Home bias rears its ugly head once more

Home bias rears its ugly head once more The BlackRock 2015 Global Investor Pulse Survey takes a big look at the retirement priorities of Canadians – but the issue of home bias continues to fly under the radar, putting clients at risk and advisors on the defensive.

A typical Canadian client invests more than three-quarters of their portfolio in domestic holdings including stocks, bonds and mutual funds. Just 24% invest any amount outside Canada; that includes our neighbour to the south whose equity markets represent slightly less than 50% of the global market cap.

When you consider that some experts are predicting global economic growth of 4% in 2016 compared to 1% in Canada, advisors might want to reconsider this home bias which can only act as a headwind to the growth of client assets.

“Canadians continue to invest the large majority of their portfolios domestically despite growing concerns about the state of the country’s economy and its potential impact on their investments,” said the report. “The reason why? General preference to keep their money in Canada (49%), and feeling more comfortable domestically (36%).”

However, when you consider that residential real estate represents 39% of the total assets in Canada, the typical client is likely better off investing their remaining assets in a diversified portfolio of foreign equities.

Not doing so actually puts clients at risk.

“It might feel safe, but the strong home bias of Canadians may be adding risk to their portfolios, not reducing it, given the current state of the economy,” said the report. “It’s important for investors to realize that there are many opportunities for them to invest in stronger markets, which can provide benefits that may not be available in their home market.”

Interestingly, the report found two things holding back Canadians: First, many feel they don’t have enough education or information to make a decision; and secondly, one-fifth have never even considered investing outside of the country.

This speaks to the role advisors can play in reducing the risk of a client’s portfolio by thinking outside Canada.

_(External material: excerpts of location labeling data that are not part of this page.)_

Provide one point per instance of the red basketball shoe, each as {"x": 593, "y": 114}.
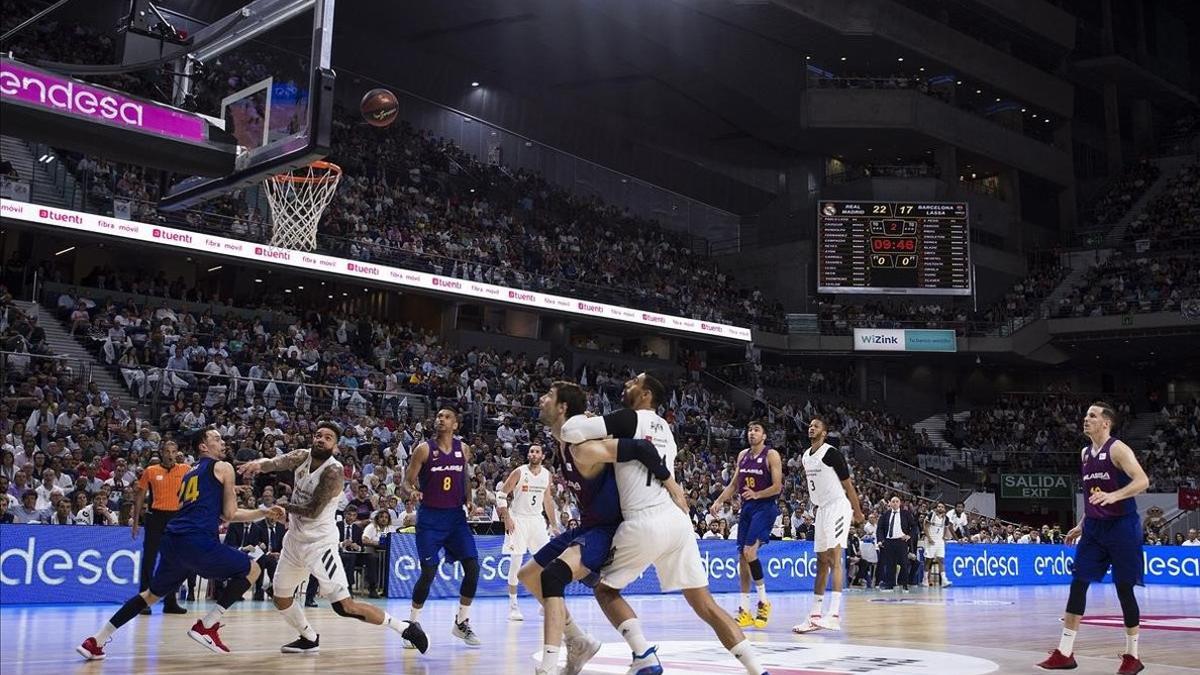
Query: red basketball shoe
{"x": 208, "y": 637}
{"x": 1059, "y": 662}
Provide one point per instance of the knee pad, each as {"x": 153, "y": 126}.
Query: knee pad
{"x": 755, "y": 569}
{"x": 469, "y": 578}
{"x": 1077, "y": 602}
{"x": 339, "y": 609}
{"x": 555, "y": 579}
{"x": 1129, "y": 608}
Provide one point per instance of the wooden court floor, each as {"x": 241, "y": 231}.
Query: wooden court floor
{"x": 953, "y": 631}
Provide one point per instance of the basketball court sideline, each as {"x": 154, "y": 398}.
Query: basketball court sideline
{"x": 955, "y": 631}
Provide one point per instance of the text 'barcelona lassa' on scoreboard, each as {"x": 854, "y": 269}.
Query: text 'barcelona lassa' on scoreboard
{"x": 903, "y": 248}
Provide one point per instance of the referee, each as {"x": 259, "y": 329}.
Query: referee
{"x": 163, "y": 481}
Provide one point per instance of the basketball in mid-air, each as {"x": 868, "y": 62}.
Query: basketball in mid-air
{"x": 379, "y": 107}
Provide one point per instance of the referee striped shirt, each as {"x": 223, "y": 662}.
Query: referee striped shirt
{"x": 163, "y": 484}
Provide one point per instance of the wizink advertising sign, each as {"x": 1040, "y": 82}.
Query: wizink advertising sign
{"x": 904, "y": 340}
{"x": 36, "y": 88}
{"x": 67, "y": 563}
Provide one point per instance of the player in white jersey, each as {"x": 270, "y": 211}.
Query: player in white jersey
{"x": 657, "y": 529}
{"x": 523, "y": 499}
{"x": 935, "y": 544}
{"x": 310, "y": 545}
{"x": 832, "y": 491}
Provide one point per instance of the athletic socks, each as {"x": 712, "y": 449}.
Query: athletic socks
{"x": 817, "y": 603}
{"x": 105, "y": 633}
{"x": 745, "y": 655}
{"x": 571, "y": 631}
{"x": 395, "y": 623}
{"x": 834, "y": 602}
{"x": 550, "y": 657}
{"x": 295, "y": 619}
{"x": 1067, "y": 643}
{"x": 631, "y": 629}
{"x": 213, "y": 616}
{"x": 1131, "y": 645}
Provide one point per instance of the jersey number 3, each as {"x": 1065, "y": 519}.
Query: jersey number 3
{"x": 190, "y": 491}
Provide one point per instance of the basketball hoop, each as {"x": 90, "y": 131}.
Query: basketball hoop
{"x": 298, "y": 199}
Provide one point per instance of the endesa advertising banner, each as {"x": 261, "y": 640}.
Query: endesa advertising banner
{"x": 64, "y": 563}
{"x": 67, "y": 563}
{"x": 792, "y": 566}
{"x": 198, "y": 243}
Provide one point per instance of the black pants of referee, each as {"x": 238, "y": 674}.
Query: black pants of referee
{"x": 155, "y": 525}
{"x": 894, "y": 554}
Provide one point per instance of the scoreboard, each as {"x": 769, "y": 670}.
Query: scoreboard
{"x": 904, "y": 248}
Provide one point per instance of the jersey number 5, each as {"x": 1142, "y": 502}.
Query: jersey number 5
{"x": 190, "y": 491}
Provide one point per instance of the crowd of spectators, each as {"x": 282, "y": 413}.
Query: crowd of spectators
{"x": 1122, "y": 192}
{"x": 1173, "y": 219}
{"x": 1129, "y": 282}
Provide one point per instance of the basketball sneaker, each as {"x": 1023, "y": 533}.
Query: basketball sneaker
{"x": 414, "y": 638}
{"x": 409, "y": 644}
{"x": 831, "y": 622}
{"x": 208, "y": 637}
{"x": 90, "y": 650}
{"x": 1059, "y": 662}
{"x": 462, "y": 631}
{"x": 647, "y": 663}
{"x": 809, "y": 625}
{"x": 303, "y": 645}
{"x": 760, "y": 620}
{"x": 1131, "y": 665}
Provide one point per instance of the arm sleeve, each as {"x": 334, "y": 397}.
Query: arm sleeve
{"x": 835, "y": 460}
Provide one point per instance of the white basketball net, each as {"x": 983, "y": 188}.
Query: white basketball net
{"x": 298, "y": 199}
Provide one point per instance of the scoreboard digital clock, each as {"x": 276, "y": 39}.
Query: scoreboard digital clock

“I think it’s critical that advisors educate their clients on the short comings of the Canadian equity market in particular.  That they help them understand that it is a highly concentrated market dominated by 3 sectors – materials, energy and financials which total about 70% of the TSX,” Bellwether Investment Management CEO Bob Sewell told WP recently. “They need to at least look at their investing through a North American lens if not a global lens to gain broad exposure to all sectors of the global economy.”